Wearable sensors enable personalized predictions of clinical laboratory measurements

Article 24 May 2021

Machine learning prediction of sleep stages in dairy cows from heart rate and muscle activity measures

Article Open access 25 May 2021

40 years of actigraphy in sleep medicine and current state of the art algorithms

Article Open access 24 March 2023

Introduction

Sleep quality and duration play an important role in human health¹. Accurate methods for sleep assessment are needed to monitor the prevalence of poor sleep, to increase our understanding of the relation between sleep and health, and to design effective treatments for insomnia. Additionally, assessment methods need to have a high user-acceptability to reduce the risk of participant dropouts leading to selection bias.

The gold standard for sleep measurement, polysomnography (PSG), is prohibitively expensive and unfeasible for use in large scale population research. On the other hand, the much more feasible sleep diaries can provide information on time in bed but they are subject to recall bias and might be less relevant to assess time slept during this period. Therefore, wearable accelerometers have been explored since the mid-1990s as a possible alternative for multi-day real life (out of the lab) sleep monitoring.

To cope with memory and battery constraints in the early devices, data was pre-processed inside the device. Further, these devices had in common that they relied on piezo-electric acceleration sensors not sensitive to gravitational acceleration under static conditions. Technological advancements in the mid-2000s led to a new generation of accelerometers, referred to as raw data accelerometry, which was based on Micro Electro-Mechanical-Systems (MEMS) and able to store up to a week of digitised but otherwise unprocessed data in memory to facilitate offline analysis. These modern accelerometers are sensitive to gravitational acceleration under static conditions.

Offline access to raw data enabled revisiting the entire data processing pipeline as better algorithms emerge over time, which is needed to facilitate longitudinal studies sometimes spanning a lifetime. Further, access to raw data increased the ability to standardise analysis across studies to allow more meaningful comparisons. As a result, raw data accelerometry is now widely used by the health research community^2,3,4.

Cole-Kripke⁵, Sadeh⁶, and Oakley⁷ proposed sleep detection algorithms for the accelerometer in the 1990s. Their algorithms had in common that data was pre-processed onboard the device towards a 30-second aggregate, called count. Cole and Sadeh derived counts with a zero-crossing technique, while Oakley derived counts with an amplitude-based technique. Cole, Sadeh, and Oakley, used a 7, 11, and 5 min time window for count-based sleep detection, respectively^5,6.

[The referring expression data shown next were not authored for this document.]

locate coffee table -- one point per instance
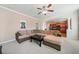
(38, 38)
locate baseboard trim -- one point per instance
(6, 41)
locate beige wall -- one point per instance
(10, 23)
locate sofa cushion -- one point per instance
(52, 39)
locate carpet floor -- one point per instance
(27, 47)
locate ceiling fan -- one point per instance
(45, 9)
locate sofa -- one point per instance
(23, 35)
(49, 39)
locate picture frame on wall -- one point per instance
(22, 24)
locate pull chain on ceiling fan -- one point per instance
(45, 9)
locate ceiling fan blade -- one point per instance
(39, 8)
(49, 5)
(50, 10)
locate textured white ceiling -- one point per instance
(31, 9)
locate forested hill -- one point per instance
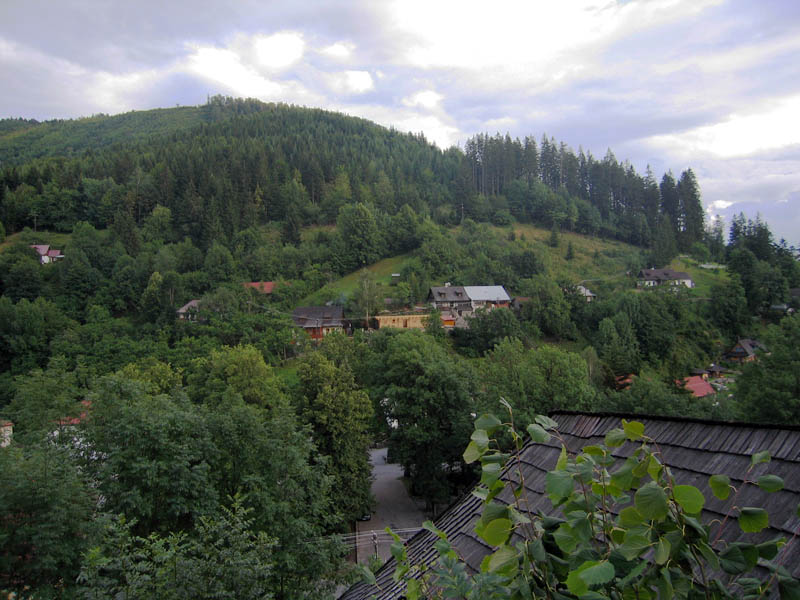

Borazio et al. proposed the Estimation of Stationary Sleep-segments (ESS) algorithm for raw data accelerometry, which aims to detect segments of idleness quantified as a low standard deviation per second lasting for at least 10 min⁸. Next, van Hees et al.⁹ proposed an algorithm that relied on the estimated orientation angle of the accelerometer, based on the detection of time segments where the estimated angle of the accelerometer relative to gravity does not change beyond 5$^\circ$ for at least 5 min. This approach facilitated easier interpretation compared to the conventional approaches based on the magnitude of acceleration and zero-crossing counts. This heuristic algorithm is now extensively used in the research community^1,10,11,12. More recently Trevenen et al. used machine learning to perform sleep classification. They extracted a variety of features from the acceleration vector magnitude and used these as input for a Hidden Markov Model (HMM) to classify sleep versus wakefulness, as well as to discriminate all four sleep stages¹³. The novel attempt to classify sleep stages from accelerometer-only data resulted in poor classification performance and was not able to accurately detect REM nor discriminate between Non-REM stages. Nonetheless, their conclusion about the potential for sleep stage classification was optimistic. Finally, Barouni and colleagues proposed a heuristic approach for sleep classification from raw data accelerometry, but mainly followed the approach used for traditional count-based accelerometers use kinematically hard to interpret the threshold crossing of the magnitude of acceleration¹⁴. Additionally, it should be noted that Willetts et al. used the term sleep classification in their work but relied on wearable cameras as criterion method. Wearable cameras are not able to distinguish sleep from wakefulness, by which their sleep detection claim is inaccurate¹⁵.

Complementary to sleep stage classification, information on day-time nap behaviour is also of interest. The assessment of nap behaviour is challenged by potential removal of the accelerometers for episodes during the day, since the existing heuristic nonwear detection algorithms¹⁶ was designed to only detect nonwear segments lasting for at least an hour.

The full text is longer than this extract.